“这么好的资质不和你师傅学真是浪费。”他要学了,这世上可不就多一个降魔除妖的天纵奇才么?
“原本觉得没意思,管他妖魔鬼怪于我何干?我可没那份悲天悯人的心。不过自打遇见了你,又怎么放心你一人在这条道上孤身涉险?”
合着情话不要钱张口就来呀。
“个人有个人的缘法,别什么事都扯上我。”
“此话差矣,遇上你就是咱俩的缘。我若浑浑噩噩又怎么配得上你?不说给你遮风挡雨吧……”季寒转头看了温糖一眼,“话说你也不是那甘愿受人庇荫的人,那至少得并肩前行吧。”
并肩么?温糖眸光微闪,脑海中忽然闪现出一道模糊的人影,转瞬即逝,耳蜗里却仿佛有余声在回荡,不那么清晰,却还是让她听到了并肩二字,而且是个男声。
温糖脚下微顿,转头盯着季寒的侧脸。
“怎么了?”季寒疑惑摸了摸脸,“我脸上不脏吧?还是忽然发现我特别帅?那多看两眼呗。”
“没什么。”她是魔怔了才会去看他。
“对了,你那纸片人不错,挺尽职,掌握了林如的一举一动。”
“没打草惊蛇吧?”
“不过一不成气候的小鬼,能和我这种天才比吗?我发现的时候,纸片人就更机警了,你放心,她察觉不到。就算不信我,还信不过你自己?”
显摆!
“不过那齐文清还真是个敏感人。”季寒顺道将齐文清那茬说了,末了啧啧了两声,“我估摸着他也起了疑心,好奇害死猫,但愿他别坏了咱俩的事。”
听了这茬温糖脸色有了些许的凝重,季寒的顾虑也是自己的顾虑,且不说怎么善后,这种事还是秘而不宣的好。
二人又走了片刻,一路走来,原本村民们常走的地方此刻连个人影也没瞧见。想想也是,出了这么件可怖的命案,众人躲都来不及谁还上赶着往前凑?如此倒是方便他们行事了。
“慢点。”季寒忽然拉住了温糖,朝前指向山脚一处,“那就是发现梁秋菊的地方。”
好重的血腥味,隔了些距离还这么冲鼻,可想而知当时的惨状了。
二人来到山脚下,小草、落叶上还有着斑驳的血迹,而泥地虽看不出血色,却是变成了暗沉的乌黑。
“好大一片。
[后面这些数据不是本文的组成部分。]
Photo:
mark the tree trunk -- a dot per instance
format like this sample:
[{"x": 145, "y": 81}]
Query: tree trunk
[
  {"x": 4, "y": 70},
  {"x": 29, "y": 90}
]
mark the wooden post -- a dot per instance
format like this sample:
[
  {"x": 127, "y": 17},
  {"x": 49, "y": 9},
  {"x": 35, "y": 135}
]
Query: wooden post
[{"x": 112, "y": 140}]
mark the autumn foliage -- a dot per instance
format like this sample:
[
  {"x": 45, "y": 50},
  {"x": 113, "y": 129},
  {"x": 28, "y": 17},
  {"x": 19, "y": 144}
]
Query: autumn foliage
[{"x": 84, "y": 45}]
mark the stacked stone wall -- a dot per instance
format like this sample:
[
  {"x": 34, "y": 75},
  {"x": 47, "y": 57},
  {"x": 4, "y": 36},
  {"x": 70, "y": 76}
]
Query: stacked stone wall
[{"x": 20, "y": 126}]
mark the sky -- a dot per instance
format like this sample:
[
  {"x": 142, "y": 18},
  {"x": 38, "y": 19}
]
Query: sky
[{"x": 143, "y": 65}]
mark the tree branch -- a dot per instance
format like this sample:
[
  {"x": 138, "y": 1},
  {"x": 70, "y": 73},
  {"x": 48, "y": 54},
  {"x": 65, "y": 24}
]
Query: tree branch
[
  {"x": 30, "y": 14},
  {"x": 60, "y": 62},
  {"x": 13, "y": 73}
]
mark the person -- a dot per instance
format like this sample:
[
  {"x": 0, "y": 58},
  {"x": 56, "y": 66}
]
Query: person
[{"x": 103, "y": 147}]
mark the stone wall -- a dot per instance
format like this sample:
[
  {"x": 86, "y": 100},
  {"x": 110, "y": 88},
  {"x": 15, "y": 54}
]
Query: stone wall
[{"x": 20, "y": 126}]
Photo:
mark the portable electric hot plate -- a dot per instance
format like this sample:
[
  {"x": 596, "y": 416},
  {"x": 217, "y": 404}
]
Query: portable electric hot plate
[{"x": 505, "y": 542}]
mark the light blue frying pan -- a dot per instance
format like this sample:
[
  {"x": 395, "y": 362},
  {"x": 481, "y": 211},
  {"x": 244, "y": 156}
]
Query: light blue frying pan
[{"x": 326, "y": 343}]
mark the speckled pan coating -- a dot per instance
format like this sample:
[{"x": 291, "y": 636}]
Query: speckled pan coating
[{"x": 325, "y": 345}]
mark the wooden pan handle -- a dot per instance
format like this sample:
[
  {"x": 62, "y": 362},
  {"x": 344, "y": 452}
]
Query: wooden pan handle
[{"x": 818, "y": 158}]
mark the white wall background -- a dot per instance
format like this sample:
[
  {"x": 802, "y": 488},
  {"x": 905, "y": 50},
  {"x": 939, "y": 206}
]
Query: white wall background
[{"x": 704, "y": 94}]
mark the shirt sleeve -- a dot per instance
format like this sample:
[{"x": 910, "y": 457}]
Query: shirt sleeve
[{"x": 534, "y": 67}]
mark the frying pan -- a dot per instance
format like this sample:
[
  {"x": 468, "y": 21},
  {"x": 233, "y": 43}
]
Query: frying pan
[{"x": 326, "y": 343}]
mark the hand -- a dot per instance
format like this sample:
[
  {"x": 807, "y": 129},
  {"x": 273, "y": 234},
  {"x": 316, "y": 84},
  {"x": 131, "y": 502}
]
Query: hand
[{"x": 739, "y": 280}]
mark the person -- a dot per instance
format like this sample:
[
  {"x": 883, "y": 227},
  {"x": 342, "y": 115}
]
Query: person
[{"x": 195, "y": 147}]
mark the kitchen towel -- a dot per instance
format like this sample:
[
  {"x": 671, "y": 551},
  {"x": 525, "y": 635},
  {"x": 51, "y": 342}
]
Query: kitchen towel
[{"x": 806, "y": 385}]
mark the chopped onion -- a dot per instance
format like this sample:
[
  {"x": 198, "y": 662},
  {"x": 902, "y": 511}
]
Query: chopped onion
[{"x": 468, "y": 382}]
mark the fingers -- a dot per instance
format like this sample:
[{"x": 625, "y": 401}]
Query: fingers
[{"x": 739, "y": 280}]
”温糖蹲下身子查看,这出血量怕是血都要流干了,地上还有一些明显的抓痕,该是梁秋菊临死前挣扎所留,而且挣扎得还挺激烈。轻叹一声起身,“她应该是活生生被撕了,而且没当即咽气。”
眼睁睁看着自己心肝被吃,该有多凄惨、多绝望!
“你有感觉到什么吗?”
温糖细细感受了一下摇头:“你呢?”
“除了血腥味,其他觉不出来。”一点残存的妖气都没有,季寒便没做指望,“走,上山。”
“等等。”既觉不出东西只能借助他物了,温糖从空间里摸出一个罗盘,见指针颤了颤后指了个方向便不动了,“走这边。”
果然山中有蹊跷。
哪冒出的罗盘季寒没问,既然她不避讳自己,总有一天会将所有的秘密都直言相告,笑道:“好宝贝。”
季寒眼光毒,一眼便瞧出了温糖手中罗盘的不俗,上面花纹古朴而繁琐,质地极好,非一般罗盘可比,便是他师傅的也没这个好。而且看上去极具年头感,可不就是好宝贝么?
根据罗盘所指,二人脚下不停,行至半山腰的时候,罗盘指针飞速转了几圈,随后颤动不已,过了半晌才停住了。
“够凶的。”季寒眸光沉了沉,“看来那妖物有些来头。”
又走了几分钟,此刻已无需罗盘指路二人便感觉到了森森寒意和带着几分腥味的气息,且走得越近,气息越来越浓。
“应该就在前面不远处。”季寒不由自主握住了温糖的手,“小心。”
这回温糖没甩开,点头轻应了一声便任由他牵着。
罗盘的指针又颤动了一番后便归于原位,是这里没错了。
“这什么味?”温糖忍不住掩鼻,又腥又臊的,实在难闻,恨不得立刻屏蔽了五感。
“狐骚味?”
“又不太像。”
“蛇腥气?”
“是挺腥的。”
“黄鼠狼就挺骚挺腥的。”
“别说了,我对黄鼠狼没好感。”
“合着有好感的妖你就不收了?不能吧……”瞧见温糖眼里的嫌弃之色,季寒忍不住笑出声来,这表情多可爱。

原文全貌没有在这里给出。